Painkulam is a village in Panjal Grama Panchayat in Thrissur district in the state of Kerala, India. The village, situated on the shores of Bharathappuzha, is the birthplace of Late Raman Chakyar, who was a leader with a vision and a mission to the world of art. He taught the temple arts Koodiyattam and Chakyar Koothu to non Chakyar castes and democratized the art form.

Painkulam village has a government upper primary school, several preschool nurseries and a local library (Grameena Vayanasala).

An aqueduct, built in 1960s by the irrigation department, is a major attraction in the village.

Vazhalikkavu Temple is situated in Painkulam, this evergreen location (One side forest area, one side Bharathapuzha, and vayal) provide a good situation to pilgrims. The festival is basically the birthday of Devi and this is the event which is celebrated by all the localities irrespective of caste and race. When the elephants are decorated with 'Caparison', it will become a charm of the festival. The 'Panchavadhyam' and fireworks is really fabulous. A very old "Kootharangu" is also located near to the temple.

The limits of the village are Thozhuppadam, Killimangalam, Panjal and Cheruthuruthy villages.

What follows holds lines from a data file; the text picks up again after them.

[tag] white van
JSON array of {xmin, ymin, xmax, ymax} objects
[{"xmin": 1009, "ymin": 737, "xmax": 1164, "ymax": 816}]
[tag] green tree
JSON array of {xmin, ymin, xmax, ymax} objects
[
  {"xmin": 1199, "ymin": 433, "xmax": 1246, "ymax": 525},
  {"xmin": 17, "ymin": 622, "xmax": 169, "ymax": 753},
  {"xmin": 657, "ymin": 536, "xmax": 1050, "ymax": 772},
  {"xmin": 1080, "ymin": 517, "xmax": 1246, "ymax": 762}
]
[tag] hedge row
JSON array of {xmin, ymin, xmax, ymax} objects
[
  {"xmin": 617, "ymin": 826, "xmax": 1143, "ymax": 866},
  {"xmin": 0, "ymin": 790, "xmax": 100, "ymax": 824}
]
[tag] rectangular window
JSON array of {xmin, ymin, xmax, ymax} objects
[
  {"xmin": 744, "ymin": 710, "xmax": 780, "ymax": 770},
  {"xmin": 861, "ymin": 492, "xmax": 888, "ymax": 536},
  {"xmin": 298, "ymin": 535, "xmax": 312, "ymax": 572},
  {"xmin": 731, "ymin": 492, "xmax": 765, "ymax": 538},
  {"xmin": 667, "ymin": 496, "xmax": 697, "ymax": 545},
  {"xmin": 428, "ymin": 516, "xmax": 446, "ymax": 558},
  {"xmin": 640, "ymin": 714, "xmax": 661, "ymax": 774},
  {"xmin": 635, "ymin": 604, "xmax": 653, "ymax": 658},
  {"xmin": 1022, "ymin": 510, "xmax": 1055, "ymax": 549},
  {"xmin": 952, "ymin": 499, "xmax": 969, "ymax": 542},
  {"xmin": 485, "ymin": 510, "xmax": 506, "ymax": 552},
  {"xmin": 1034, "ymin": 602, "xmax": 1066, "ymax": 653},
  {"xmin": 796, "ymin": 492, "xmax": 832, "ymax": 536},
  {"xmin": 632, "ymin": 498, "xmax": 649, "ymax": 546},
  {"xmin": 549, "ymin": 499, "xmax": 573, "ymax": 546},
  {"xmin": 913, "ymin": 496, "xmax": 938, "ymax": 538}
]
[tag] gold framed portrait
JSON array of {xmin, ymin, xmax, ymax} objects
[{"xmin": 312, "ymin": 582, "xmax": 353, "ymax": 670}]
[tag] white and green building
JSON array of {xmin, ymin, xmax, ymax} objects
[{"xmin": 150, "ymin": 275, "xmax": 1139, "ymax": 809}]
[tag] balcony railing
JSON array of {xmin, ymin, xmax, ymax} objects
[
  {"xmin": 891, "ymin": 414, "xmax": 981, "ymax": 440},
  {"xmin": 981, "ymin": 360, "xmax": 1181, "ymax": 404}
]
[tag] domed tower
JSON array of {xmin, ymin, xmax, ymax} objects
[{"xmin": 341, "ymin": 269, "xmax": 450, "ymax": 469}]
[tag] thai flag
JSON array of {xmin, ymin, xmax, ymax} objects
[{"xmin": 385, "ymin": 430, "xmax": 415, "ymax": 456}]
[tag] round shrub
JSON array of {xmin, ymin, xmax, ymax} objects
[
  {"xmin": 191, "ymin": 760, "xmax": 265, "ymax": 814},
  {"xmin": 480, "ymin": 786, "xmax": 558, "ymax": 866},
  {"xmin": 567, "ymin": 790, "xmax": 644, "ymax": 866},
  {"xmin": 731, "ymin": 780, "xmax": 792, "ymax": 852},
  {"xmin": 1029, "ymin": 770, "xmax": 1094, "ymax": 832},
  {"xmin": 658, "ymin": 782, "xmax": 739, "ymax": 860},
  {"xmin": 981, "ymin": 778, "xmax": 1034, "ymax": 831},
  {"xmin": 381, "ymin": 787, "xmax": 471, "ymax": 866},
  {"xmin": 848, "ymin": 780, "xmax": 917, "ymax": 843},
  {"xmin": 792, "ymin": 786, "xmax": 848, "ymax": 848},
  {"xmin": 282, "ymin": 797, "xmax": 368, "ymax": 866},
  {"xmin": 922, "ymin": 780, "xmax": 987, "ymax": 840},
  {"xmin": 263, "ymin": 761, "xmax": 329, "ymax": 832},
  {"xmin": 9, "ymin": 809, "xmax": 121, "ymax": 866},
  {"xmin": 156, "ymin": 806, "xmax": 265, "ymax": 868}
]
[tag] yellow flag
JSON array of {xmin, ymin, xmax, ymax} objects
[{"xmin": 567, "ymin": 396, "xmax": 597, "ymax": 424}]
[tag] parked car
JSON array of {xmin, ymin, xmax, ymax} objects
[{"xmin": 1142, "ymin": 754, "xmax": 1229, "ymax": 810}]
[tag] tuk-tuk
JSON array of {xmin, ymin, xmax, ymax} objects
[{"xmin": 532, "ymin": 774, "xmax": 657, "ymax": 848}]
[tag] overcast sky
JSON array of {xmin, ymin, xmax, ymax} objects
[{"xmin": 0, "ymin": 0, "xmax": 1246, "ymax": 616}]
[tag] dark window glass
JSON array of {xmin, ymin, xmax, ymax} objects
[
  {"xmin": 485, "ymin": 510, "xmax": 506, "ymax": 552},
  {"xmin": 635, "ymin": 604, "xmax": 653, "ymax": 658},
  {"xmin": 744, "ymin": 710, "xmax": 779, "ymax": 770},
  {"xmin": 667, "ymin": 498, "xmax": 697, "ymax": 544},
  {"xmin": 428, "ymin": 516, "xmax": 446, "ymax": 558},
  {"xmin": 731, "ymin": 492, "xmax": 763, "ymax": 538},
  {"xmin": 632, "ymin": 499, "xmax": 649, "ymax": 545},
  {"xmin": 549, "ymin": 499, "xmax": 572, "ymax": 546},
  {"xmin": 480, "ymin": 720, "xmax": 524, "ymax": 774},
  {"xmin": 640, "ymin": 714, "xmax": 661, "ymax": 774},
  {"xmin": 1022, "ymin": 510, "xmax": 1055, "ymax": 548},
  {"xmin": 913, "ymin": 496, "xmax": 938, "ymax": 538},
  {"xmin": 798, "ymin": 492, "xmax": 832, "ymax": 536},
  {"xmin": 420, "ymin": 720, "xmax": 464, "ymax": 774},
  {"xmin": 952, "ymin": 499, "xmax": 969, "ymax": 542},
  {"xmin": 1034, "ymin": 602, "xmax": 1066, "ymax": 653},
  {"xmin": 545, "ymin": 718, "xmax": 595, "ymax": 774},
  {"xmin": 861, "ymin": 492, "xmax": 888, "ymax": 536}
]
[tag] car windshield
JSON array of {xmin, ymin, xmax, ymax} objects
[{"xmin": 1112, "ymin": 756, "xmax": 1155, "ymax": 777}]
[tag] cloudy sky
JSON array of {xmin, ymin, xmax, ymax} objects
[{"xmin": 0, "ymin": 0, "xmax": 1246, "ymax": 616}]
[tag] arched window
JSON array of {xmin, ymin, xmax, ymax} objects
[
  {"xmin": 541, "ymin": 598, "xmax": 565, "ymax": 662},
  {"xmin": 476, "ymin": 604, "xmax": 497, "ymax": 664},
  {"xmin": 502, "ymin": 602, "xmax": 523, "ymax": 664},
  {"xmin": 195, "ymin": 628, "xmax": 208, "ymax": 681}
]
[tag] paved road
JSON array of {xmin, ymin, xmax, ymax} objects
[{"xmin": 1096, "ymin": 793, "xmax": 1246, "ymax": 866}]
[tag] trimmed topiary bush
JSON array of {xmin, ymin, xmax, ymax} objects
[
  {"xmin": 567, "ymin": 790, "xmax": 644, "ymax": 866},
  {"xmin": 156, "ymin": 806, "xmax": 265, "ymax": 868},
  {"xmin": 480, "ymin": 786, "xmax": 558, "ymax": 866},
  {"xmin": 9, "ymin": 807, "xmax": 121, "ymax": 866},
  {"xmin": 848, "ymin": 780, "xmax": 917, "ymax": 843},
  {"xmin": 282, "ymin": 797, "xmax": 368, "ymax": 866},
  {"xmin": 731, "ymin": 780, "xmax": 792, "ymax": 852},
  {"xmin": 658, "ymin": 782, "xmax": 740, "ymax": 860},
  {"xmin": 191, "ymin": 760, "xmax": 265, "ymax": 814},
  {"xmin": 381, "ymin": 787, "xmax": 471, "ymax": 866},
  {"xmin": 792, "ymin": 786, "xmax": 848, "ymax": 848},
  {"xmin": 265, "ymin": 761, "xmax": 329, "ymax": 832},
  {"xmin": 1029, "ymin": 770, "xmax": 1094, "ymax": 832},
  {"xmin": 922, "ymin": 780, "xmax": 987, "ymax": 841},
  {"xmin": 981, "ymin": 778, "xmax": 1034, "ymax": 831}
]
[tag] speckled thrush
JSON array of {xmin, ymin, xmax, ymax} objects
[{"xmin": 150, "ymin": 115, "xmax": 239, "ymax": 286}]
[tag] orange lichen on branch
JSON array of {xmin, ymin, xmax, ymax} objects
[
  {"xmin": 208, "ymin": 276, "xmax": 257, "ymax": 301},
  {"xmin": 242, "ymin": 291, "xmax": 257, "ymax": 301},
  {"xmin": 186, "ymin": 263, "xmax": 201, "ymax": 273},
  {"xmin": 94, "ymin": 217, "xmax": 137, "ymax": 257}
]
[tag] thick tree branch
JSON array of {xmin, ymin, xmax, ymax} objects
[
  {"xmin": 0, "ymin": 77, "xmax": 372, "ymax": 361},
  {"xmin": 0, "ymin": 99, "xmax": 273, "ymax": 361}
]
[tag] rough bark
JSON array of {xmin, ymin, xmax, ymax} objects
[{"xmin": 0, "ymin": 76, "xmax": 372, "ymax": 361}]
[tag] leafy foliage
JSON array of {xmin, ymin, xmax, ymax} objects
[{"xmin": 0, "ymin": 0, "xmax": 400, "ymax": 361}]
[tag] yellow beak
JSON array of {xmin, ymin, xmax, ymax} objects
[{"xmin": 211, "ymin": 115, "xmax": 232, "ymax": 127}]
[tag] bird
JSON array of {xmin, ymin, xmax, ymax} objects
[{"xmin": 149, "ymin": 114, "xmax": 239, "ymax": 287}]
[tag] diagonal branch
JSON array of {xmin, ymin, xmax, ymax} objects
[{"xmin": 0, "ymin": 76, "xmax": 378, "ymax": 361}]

Annual fest of Vazhalikkavu temple during February-March of every year is a major event in Painkulam.
Short story writer Manoj Painkulam hails from this village. His works include Abhayasthanam, Kotterumakal, Muhammad Nabiyum Mustafayum, and Point Blank.

==Demographics==
As of 2011 India census, Painkulam had a population of 9517 with 4551 males and 4966 females.